PCF: ECAPA-TDNN with Progressive Channel Fusion for Speaker Verification

Abstract

ECAPA-TDNN is currently the most popular TDNN-series model for speaker verification, which refreshed the state-of-the-art(SOTA) performance of TDNN models. However, one-dimensional convolution has a global receptive field over the feature channel. It destroys the time-frequency relevance of the spectrogram. Besides, as ECAPA-TDNN only has five layers, a much shallower structure compared to ResNet restricts the capability to generate deep representations. To further improve ECAPA-TDNN, we propose a progressive channel fusion strategy that splits the spectrogram across the feature channel and gradually expands the receptive field through the network. Secondly, we enlarge the model by extending the depth and adding branches.
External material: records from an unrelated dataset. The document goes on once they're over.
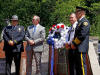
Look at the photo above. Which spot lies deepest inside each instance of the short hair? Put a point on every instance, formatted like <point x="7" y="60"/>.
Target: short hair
<point x="37" y="17"/>
<point x="73" y="14"/>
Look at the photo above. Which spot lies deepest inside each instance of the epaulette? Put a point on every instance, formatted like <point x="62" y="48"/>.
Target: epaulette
<point x="8" y="27"/>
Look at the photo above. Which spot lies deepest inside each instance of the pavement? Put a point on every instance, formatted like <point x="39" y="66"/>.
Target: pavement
<point x="44" y="61"/>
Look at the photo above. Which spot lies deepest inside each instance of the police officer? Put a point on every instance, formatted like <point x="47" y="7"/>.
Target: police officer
<point x="81" y="41"/>
<point x="13" y="44"/>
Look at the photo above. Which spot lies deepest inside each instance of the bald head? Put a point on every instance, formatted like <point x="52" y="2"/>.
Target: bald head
<point x="73" y="18"/>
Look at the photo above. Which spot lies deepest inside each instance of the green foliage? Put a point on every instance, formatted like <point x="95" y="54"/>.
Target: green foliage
<point x="50" y="11"/>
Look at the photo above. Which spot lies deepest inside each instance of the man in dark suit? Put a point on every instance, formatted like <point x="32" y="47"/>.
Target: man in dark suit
<point x="71" y="52"/>
<point x="81" y="41"/>
<point x="35" y="36"/>
<point x="13" y="44"/>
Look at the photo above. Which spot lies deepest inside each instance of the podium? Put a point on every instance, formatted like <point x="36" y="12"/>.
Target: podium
<point x="60" y="66"/>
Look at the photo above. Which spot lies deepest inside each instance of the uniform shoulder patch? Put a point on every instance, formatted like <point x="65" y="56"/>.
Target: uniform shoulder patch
<point x="85" y="23"/>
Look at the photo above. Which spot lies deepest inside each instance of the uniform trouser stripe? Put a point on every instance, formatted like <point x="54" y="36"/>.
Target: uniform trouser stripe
<point x="82" y="64"/>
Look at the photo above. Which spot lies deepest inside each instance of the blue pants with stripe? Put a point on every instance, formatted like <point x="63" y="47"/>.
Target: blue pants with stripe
<point x="80" y="61"/>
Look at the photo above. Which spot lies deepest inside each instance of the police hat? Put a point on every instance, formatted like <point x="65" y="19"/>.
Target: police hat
<point x="6" y="19"/>
<point x="80" y="9"/>
<point x="14" y="17"/>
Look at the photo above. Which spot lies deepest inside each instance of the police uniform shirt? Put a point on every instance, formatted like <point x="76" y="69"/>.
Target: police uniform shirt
<point x="71" y="33"/>
<point x="81" y="38"/>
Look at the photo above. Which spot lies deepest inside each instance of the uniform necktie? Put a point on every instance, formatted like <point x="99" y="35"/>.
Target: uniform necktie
<point x="34" y="29"/>
<point x="70" y="33"/>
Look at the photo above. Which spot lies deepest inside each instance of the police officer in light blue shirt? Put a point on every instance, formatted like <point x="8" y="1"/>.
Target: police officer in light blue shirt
<point x="13" y="44"/>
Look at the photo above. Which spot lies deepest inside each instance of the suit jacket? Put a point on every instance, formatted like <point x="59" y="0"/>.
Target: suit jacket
<point x="16" y="35"/>
<point x="81" y="37"/>
<point x="38" y="37"/>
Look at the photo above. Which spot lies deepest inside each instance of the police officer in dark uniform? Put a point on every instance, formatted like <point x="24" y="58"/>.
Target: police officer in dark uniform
<point x="13" y="44"/>
<point x="81" y="41"/>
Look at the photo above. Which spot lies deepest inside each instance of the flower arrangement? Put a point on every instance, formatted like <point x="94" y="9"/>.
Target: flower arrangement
<point x="57" y="35"/>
Our proposed model achieves EER with 0.718 and minDCF(0.01) with 0.0858 on vox1o, relatively improved 16.1% and 19.5% compared with ECAPA-TDNN-large.

Index Terms— speaker verification, TDNN, progressive channel fusion

1 Introduction

Speaker verification aims to determine whether a piece of speech belongs to the claimed speaker. As an important method of biometric authentication, it has a broad wide range of application scenarios.

Automatic speaker verification(ASV) systems consist of three modules, an embedding extractor, a scoring backend, and a calibration module. In recent years, ASV systems based on deep neural networks have continuously refreshed the SOTA performance. To achieve better performance, researchers have innovated on each module to push up the upper limit of performance. The embedding extractor is the key component of a system and contributes the most among all modules. Starting from x-vector[1], plenty of works have been proposed on building more powerful networks. These architectures can be roughly divided into one-dimensional convolution networks, two-dimensional convolution networks, and attention-based transformer[2]. While transformer gives a less competitive performance on ASV tasks without large-scale pre-trained models, convolution-based structures take the mainstream position. There are diverse aspects to boost system performance, adding more layers [3, 4, 5, 6] helps model extracting deep representations, adding residual connections [7] make it faster for convergence while avoiding gradient vanishing, introducing attention module [8, 9, 10, 11] improves the ability to capture long-range dependencies and so on.

ECAPA-TDNN[10] improves performance by introducing several useful methods. However, compared with ResNet models, we find out that it could be further improved. Firstly, we argue that the limitation of one-dimensional convolution restricts its performance. Compared with two-dimensional convolution, TDNN has a global sensor space over the feature channel, and thus lost time-frequency correlation at the first block. Secondly, ECAPA-TDNN only has five blocks, which restricts the generation of deep representations. Finally, the use of different sizes of convolution kernel in the same layer [12] could improve the ability to capture multi-scale features.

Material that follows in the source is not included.